A campaign for the interplay between church and state to be sorted out properly (both in this country and the US; different problems, but they're aspects of the same category of problem), that I could get myself behind. Access to IVF and adoption services, legal recognition of financial interdependence in all kinds of situations, all that kind of thing, should not depend on trying to shoehorn one's relationship into a particular cultural and religious setup called marriage. Gay people would benefit from reforms in these kinds of areas as much as all kinds of queer people and people whose relationships are frowned on for reasons other than sleeping arrangements or gender.
You'd need a heart of stone not to be moved by the sight of two little old lesbians finally getting to formalize their 50-year relationship. The trouble is, I think in this sort of politics, sometimes stone hearts can be quite an asset. And actually, it's rather disturbing to talk about a marriage between two people who have been essentially married for half a century. I don't feel like dismissing all the hard work that must have gone into maintaining that relationship, and of course all the prejudice and annoyance they'd have had to fight on top of that, because it wasn't marriage and is therefore meaningless.

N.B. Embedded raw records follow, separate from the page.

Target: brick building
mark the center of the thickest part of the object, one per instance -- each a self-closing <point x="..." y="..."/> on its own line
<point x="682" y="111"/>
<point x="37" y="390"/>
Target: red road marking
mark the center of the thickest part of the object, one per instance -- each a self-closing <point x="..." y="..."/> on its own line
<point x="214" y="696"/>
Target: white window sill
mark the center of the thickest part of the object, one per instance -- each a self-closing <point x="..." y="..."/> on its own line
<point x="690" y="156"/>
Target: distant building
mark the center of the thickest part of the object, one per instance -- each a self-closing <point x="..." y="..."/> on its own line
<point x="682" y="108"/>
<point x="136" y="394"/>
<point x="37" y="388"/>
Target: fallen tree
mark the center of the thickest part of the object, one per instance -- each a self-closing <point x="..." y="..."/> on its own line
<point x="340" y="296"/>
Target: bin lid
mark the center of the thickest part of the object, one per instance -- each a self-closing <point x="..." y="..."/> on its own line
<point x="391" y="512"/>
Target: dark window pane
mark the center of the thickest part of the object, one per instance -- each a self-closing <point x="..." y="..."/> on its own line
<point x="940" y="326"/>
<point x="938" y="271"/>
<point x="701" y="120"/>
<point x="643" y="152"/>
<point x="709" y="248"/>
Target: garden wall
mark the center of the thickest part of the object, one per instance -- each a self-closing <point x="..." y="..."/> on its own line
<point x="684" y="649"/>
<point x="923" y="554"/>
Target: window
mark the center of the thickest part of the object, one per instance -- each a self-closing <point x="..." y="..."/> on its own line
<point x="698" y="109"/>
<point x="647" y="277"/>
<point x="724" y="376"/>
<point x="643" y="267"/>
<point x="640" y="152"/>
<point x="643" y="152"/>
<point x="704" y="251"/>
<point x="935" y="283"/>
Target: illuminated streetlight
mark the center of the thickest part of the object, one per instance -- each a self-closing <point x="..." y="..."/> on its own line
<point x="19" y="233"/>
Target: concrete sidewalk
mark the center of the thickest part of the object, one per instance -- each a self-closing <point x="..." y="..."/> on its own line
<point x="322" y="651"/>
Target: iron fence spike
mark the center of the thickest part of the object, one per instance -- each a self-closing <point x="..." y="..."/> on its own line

Also, because I don't like slogans. They either end up not saying what you actually mean, or being reduced to total truisms. Various people have picked up the problems with the original 'marriage is love' tagline; in particular, much kudos to redbird for one of the most marvelous and eloquently expressed pieces of pedantry I've come across! Thank you, Redbird, that really brightened my day.
Of all the variants that people have devised, the one that most appeals to me is Asexual reproduction is love (originally via angelsk, but various others have picked it up). Because the internet needs more cell biology jokes...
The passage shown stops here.